Using the LangChain Record Manager API allows efficient tracking of which documents need to be added to or updated in the vector store, making the ingestion process more robust and avoiding unnecessary duplication work.
Finally, we perform query analysis on followup chat conversations. It is important to note that we only do this for followups, and not initial questions. Let's break down the reasoning here:
Users are not always the best prompters, and can very easily miss some context or phrase their question poorly. We can be confident that the LLM will not make this mistake. Additionally, given a chat history (which is always passed in context to a model) you may not need to include certain parts of the question, or the reverse, where you do need to clarify additional information.
Doing all this helps make better formed questions for the model, without having to rely on the user to do so.
Lastly, we don't perform this on the initial question for two main reasons:
- Speed: Although models are getting faster and faster, they still take longer than we'd like to return a response. This is even more important for the first question, as the chat bot hasn't proved its usefulness to the user yet, and you don't want to lose them due to speed before they've even started.
- Context: Without a chat history, the model is lacking some important context around the users question.
Most users won't format their queries perfectly for LLMs, and that's okay! To account for this, we have an extra step before final generation which takes the users query and rephrase it to be more suitable for the LLM.

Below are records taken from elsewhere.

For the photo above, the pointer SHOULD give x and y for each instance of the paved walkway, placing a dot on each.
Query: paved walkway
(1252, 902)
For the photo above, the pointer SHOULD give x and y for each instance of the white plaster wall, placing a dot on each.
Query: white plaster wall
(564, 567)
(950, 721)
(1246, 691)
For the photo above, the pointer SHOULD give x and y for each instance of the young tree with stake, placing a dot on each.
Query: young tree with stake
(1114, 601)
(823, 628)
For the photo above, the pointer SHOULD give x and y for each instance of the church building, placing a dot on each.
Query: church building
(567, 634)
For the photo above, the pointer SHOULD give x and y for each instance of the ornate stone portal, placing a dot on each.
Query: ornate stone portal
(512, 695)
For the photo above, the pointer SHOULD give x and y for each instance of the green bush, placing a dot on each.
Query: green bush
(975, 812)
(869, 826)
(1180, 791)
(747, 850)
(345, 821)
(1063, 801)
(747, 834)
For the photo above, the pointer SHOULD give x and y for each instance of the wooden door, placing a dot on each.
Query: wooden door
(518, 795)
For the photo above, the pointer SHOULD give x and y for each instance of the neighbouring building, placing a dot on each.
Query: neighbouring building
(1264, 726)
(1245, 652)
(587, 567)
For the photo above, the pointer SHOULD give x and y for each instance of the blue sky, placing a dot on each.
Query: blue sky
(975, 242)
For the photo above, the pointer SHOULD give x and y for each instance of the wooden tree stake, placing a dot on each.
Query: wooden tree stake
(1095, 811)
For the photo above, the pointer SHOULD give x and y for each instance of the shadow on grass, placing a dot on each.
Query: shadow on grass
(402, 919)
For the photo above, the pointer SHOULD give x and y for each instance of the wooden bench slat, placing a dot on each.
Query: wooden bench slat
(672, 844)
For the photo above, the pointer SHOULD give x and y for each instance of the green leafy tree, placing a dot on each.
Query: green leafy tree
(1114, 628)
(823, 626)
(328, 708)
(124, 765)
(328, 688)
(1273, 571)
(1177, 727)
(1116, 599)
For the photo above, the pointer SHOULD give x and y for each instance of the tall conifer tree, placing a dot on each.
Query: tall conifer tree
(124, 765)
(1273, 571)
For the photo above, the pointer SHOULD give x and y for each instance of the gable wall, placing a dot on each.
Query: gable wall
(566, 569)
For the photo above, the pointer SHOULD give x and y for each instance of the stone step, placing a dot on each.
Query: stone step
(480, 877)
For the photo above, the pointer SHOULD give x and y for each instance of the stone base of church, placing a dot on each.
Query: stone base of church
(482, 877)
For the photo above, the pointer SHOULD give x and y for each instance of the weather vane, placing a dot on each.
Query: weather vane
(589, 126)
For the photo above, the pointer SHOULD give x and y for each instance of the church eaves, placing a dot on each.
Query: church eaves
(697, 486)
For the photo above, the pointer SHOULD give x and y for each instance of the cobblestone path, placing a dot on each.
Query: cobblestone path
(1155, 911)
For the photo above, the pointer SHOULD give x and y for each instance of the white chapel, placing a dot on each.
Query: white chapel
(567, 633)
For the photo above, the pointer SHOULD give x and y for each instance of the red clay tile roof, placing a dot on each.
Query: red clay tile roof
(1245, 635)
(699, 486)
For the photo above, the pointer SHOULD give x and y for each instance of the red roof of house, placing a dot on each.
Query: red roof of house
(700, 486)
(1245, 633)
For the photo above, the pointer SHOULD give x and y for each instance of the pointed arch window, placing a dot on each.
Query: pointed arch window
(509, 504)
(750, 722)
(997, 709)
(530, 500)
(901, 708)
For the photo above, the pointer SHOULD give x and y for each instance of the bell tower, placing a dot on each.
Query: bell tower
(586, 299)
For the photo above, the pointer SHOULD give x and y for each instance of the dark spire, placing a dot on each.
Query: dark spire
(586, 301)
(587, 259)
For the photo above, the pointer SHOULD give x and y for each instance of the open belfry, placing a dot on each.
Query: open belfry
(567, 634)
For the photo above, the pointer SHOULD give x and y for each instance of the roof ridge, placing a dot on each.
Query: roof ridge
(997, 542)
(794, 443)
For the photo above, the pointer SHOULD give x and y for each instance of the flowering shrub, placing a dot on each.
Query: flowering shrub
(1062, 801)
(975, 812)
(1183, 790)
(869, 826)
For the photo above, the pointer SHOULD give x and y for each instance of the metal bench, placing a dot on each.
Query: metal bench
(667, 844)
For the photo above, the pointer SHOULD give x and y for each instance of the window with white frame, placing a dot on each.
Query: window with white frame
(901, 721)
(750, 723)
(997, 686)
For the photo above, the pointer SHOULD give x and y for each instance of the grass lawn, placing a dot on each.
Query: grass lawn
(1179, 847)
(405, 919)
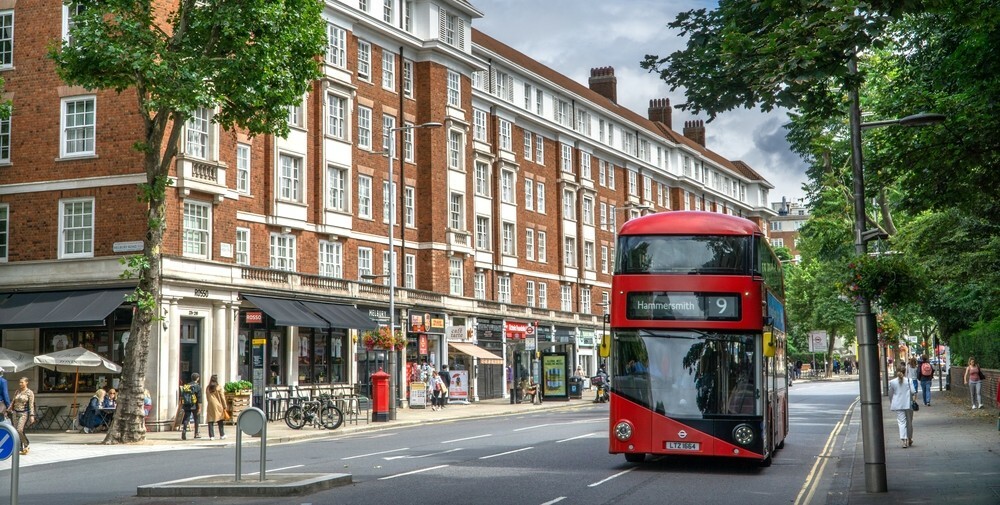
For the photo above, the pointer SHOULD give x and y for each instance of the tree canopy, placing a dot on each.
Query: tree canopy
(247, 60)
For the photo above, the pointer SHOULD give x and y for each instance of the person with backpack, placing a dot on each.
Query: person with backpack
(926, 374)
(190, 402)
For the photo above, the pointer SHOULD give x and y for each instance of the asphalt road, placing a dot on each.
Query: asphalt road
(545, 458)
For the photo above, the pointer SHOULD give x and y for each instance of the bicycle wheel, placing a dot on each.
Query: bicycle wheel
(331, 417)
(295, 418)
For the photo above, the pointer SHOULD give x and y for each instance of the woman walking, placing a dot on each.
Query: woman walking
(974, 378)
(901, 399)
(23, 405)
(216, 413)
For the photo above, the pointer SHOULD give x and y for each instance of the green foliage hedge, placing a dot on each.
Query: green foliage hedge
(981, 341)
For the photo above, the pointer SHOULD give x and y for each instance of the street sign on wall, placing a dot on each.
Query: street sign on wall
(817, 341)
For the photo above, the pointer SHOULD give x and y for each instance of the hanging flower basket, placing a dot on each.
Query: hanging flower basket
(885, 279)
(384, 339)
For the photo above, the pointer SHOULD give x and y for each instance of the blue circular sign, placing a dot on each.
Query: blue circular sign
(6, 443)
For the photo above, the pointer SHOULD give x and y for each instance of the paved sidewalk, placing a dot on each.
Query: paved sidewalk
(955, 457)
(56, 446)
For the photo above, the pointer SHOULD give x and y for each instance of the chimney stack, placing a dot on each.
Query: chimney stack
(659, 112)
(695, 130)
(603, 81)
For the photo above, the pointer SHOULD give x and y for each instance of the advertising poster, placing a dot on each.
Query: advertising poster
(418, 395)
(458, 389)
(554, 375)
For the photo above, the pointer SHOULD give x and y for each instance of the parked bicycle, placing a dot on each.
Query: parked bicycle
(322, 412)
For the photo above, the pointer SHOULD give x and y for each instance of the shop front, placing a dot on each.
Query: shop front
(490, 376)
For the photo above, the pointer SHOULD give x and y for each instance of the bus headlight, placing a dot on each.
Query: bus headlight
(743, 434)
(623, 431)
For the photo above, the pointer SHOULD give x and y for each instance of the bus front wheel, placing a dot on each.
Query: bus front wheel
(633, 457)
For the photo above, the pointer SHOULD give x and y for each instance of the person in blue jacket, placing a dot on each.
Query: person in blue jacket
(5, 398)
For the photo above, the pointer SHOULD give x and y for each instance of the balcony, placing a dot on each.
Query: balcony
(202, 176)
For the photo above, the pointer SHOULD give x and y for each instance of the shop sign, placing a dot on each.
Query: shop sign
(456, 333)
(515, 329)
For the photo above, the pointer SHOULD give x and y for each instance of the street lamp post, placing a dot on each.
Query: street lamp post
(395, 378)
(871, 400)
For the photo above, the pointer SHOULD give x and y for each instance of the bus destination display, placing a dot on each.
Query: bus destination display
(683, 306)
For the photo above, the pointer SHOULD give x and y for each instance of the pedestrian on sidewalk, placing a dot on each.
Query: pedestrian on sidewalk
(974, 378)
(215, 412)
(900, 401)
(4, 399)
(23, 407)
(911, 372)
(445, 376)
(926, 374)
(191, 402)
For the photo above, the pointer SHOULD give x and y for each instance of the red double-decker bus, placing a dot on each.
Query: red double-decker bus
(697, 363)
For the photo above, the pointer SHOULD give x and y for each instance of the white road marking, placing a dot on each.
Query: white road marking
(615, 476)
(506, 453)
(406, 456)
(586, 435)
(374, 454)
(387, 477)
(467, 438)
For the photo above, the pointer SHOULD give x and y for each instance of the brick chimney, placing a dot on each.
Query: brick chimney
(603, 81)
(695, 130)
(659, 112)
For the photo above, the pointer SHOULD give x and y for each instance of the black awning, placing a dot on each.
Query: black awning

The prompt is quite simple:
REPHRASE_TEMPLATE = """\
Given the following conversation and a follow up question, rephrase the follow up \
question to be a standalone question.
Chat History:
{chat_history}
Follow Up Input: {question}
Standalone Question:"""
In doing this, the language model is able to take the users question, and the full chat history which contains other questions, answers and context, and generate a more well formed response. Now using this rephrased question, we can perform a similarity search on the vector store using this question, and often times get back better results as the question is semantically more similar to the previous questions/answers (content the database).